The performance with Llama 3.2 3b was bad. Borderline usable, but very bad. I left it answering a simple question, came back ten minutes later and for some reason my phone had essentially crashed. I had a black screen, pressing the power button gave me a menu allowing me to choose Lockdown/Power Off/Restart, but I couldn't get anything else to come up so I forced it to restart. (As a result, I can't tell you which file I had to make the gzip change in.)

This could be a termux problem rather than a ollama one, I don't know. In any case, the performance was bad enough that for running LLMs I'm not that interested, although I think termux could be very useful to me in general.

ChatterUI

The latest beta from github wouldn't let me add a new model (the button seemed unresponsive) but the 0.8.2 release is working like a charm. I don't properly understand what kind of models it wants - on the Models->Show Settings tab it says that supported quantizations are "Q4_0_4_4 Available" and "Q4_0_4_8 Not Available", but I'm used to downloading models from hugging face with quant names like Q4_KM. However, I had a copy of Meta Llama 3.1 8B Instruct Q6_K_L lying around on my PC which I copied over to my phone and ChatterUI is running it at completely usable speeds.

TL;DR

Of the apps I tried here, only "Private AI" and "ChatterUI" performed well. GIven I tried different models on each it's hard to say if one is faster than the other, but they are roughly comparable and streets ahead of the others.

If you want to play around with local LLM on your phone with minimum fuss, try "Private AI" - except for the download glitch I had, it's pretty much install-and-play.

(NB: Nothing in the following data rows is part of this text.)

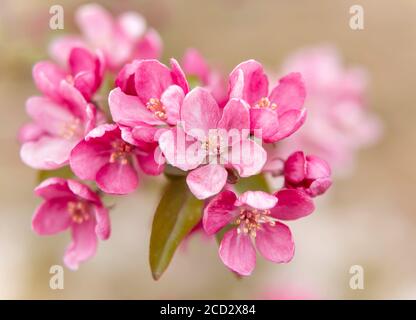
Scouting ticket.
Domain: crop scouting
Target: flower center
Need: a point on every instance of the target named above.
(79, 211)
(121, 151)
(71, 129)
(250, 220)
(156, 106)
(264, 103)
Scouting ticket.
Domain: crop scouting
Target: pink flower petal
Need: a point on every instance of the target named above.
(103, 226)
(236, 116)
(132, 25)
(47, 152)
(289, 94)
(151, 79)
(117, 178)
(61, 47)
(264, 123)
(316, 168)
(257, 200)
(289, 123)
(179, 150)
(247, 157)
(293, 204)
(275, 243)
(237, 252)
(207, 180)
(255, 83)
(200, 112)
(83, 245)
(47, 76)
(178, 76)
(30, 132)
(295, 167)
(51, 217)
(172, 100)
(49, 115)
(150, 164)
(129, 110)
(53, 188)
(319, 186)
(194, 64)
(149, 46)
(219, 212)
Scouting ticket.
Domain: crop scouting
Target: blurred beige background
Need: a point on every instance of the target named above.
(368, 219)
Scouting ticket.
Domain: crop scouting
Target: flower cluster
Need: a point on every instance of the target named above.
(162, 118)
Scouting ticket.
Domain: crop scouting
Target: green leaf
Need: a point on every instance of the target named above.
(177, 213)
(64, 172)
(255, 183)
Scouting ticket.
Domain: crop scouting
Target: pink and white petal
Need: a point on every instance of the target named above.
(88, 157)
(103, 225)
(149, 46)
(152, 78)
(219, 212)
(295, 167)
(30, 132)
(206, 181)
(289, 123)
(275, 243)
(83, 191)
(237, 252)
(247, 157)
(293, 204)
(289, 94)
(96, 24)
(47, 77)
(47, 153)
(129, 110)
(151, 162)
(83, 245)
(125, 78)
(53, 188)
(61, 47)
(181, 151)
(257, 200)
(74, 99)
(316, 168)
(236, 116)
(178, 76)
(264, 123)
(51, 217)
(132, 25)
(117, 178)
(172, 100)
(52, 117)
(319, 186)
(199, 112)
(255, 83)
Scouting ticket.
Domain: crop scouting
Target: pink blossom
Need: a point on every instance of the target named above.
(110, 155)
(84, 70)
(121, 39)
(69, 204)
(254, 217)
(308, 173)
(148, 92)
(195, 65)
(339, 122)
(205, 128)
(59, 121)
(278, 113)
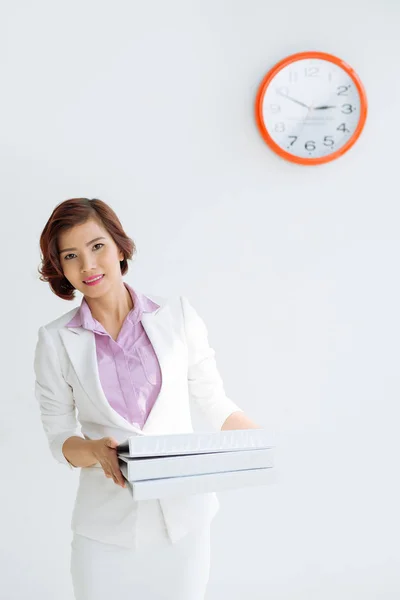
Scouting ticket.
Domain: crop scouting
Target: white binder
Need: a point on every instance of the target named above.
(157, 466)
(194, 443)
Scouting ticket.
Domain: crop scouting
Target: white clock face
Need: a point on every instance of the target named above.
(311, 108)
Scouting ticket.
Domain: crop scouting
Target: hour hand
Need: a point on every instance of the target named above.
(292, 99)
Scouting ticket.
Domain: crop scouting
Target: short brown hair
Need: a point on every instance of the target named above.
(67, 214)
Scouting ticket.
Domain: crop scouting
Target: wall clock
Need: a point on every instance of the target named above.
(311, 108)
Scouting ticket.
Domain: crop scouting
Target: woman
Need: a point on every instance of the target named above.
(121, 364)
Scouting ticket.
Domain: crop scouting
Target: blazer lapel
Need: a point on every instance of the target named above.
(80, 346)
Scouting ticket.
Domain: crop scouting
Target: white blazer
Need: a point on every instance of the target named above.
(70, 396)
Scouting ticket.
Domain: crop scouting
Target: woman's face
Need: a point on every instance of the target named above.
(83, 256)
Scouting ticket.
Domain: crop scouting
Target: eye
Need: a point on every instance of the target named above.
(66, 256)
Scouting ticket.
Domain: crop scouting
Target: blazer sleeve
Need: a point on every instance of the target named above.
(55, 397)
(206, 387)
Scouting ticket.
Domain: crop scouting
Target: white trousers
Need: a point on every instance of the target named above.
(155, 570)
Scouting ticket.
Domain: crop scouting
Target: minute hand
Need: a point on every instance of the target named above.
(293, 100)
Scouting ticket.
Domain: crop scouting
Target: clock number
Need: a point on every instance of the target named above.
(328, 140)
(274, 108)
(347, 108)
(279, 127)
(342, 90)
(343, 128)
(311, 71)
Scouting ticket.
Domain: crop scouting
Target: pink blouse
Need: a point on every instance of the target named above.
(128, 367)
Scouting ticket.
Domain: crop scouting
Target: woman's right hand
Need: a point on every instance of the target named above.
(104, 451)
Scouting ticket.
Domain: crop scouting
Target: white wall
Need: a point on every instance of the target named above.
(149, 106)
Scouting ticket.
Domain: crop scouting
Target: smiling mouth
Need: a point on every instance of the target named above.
(93, 279)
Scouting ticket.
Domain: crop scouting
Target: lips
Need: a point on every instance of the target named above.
(93, 278)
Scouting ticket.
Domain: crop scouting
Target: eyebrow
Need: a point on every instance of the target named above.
(88, 244)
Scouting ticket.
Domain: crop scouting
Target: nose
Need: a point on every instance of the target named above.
(88, 265)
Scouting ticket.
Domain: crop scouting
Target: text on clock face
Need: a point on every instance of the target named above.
(311, 108)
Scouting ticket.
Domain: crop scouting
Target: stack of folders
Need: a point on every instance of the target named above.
(156, 466)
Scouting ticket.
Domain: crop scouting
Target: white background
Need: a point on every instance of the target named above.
(149, 106)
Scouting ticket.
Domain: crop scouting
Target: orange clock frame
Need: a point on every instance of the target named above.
(293, 58)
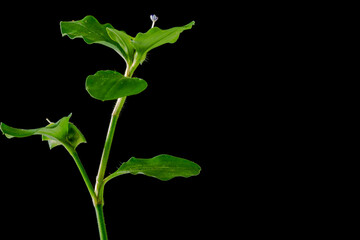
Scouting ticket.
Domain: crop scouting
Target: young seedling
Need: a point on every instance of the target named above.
(107, 85)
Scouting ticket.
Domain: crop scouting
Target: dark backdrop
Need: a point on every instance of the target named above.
(212, 98)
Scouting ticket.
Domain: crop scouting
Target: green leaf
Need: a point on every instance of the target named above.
(60, 133)
(155, 37)
(163, 167)
(110, 85)
(91, 31)
(124, 42)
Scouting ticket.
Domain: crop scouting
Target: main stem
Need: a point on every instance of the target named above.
(99, 187)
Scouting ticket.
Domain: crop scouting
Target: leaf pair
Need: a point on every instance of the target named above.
(132, 49)
(110, 85)
(63, 132)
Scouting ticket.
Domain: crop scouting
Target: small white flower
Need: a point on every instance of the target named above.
(153, 18)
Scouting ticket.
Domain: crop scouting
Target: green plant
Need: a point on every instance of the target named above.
(112, 85)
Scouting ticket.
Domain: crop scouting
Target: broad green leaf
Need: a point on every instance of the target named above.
(60, 133)
(155, 37)
(91, 31)
(110, 85)
(163, 167)
(124, 42)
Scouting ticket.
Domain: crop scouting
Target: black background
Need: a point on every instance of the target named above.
(214, 97)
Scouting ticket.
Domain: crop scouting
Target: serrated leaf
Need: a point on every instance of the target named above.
(60, 133)
(155, 37)
(163, 167)
(91, 31)
(109, 85)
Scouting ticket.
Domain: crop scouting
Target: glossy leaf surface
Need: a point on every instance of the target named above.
(60, 133)
(155, 37)
(110, 85)
(91, 31)
(124, 41)
(163, 167)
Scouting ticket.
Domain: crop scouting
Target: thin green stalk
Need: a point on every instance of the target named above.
(81, 168)
(99, 187)
(108, 142)
(101, 221)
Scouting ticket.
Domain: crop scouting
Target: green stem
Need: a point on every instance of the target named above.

If you want to run arbitrary models or go larger than 7b, ChatterUI is the way to go. Depending on what you want to do, a lot of the fun in the LLM space is playing around with whatever the hot new model is, so ChatterUI has a definite advantage here. And while I didn't build it from source, the fact it is open source (AGPL-3.0) is very nice.

Hharvel · Nov 30, 2024

+1 for Private AI (by FireEdge)
+1 flor LM Studio on Windows

On my P9P, using Private AI, I run the AI Model from Brighteon.ai
https://brighteon.ai/Home/

It is from Mike Adams, aka the Health Ranger, founder of Brighteon...it does skew towards health, but I count that as I plus.

It is from June, but they are working on an update for 2025.

You have to register to download, but it can be run fully offline (deny network to Private AI) in Private AI on my phone or on LM Studio.

Here is a partial list of what is included:

Neo-Dolphin-Mistral 7B V0.1.6
8,973 articles from Mercola.com
26 books on vitamins, minerals, nutrients and natural medicine
18 books on survival, foraging, wild foods, off grid survival skills, bushcrafting
17 books on mainstream medicine, COVID, pharmaceuticals, pesticides and herbicides
Plus all the data from earlier data sets

HTH

BByku · Dec 5, 2024

Anyone got Lite Mistral working in ChatterUI? It's lighweight and fast but rumbles incoherently to itself. Can't figure the instruct sequence. I see it featured on one the screenshots in ChatterUI github.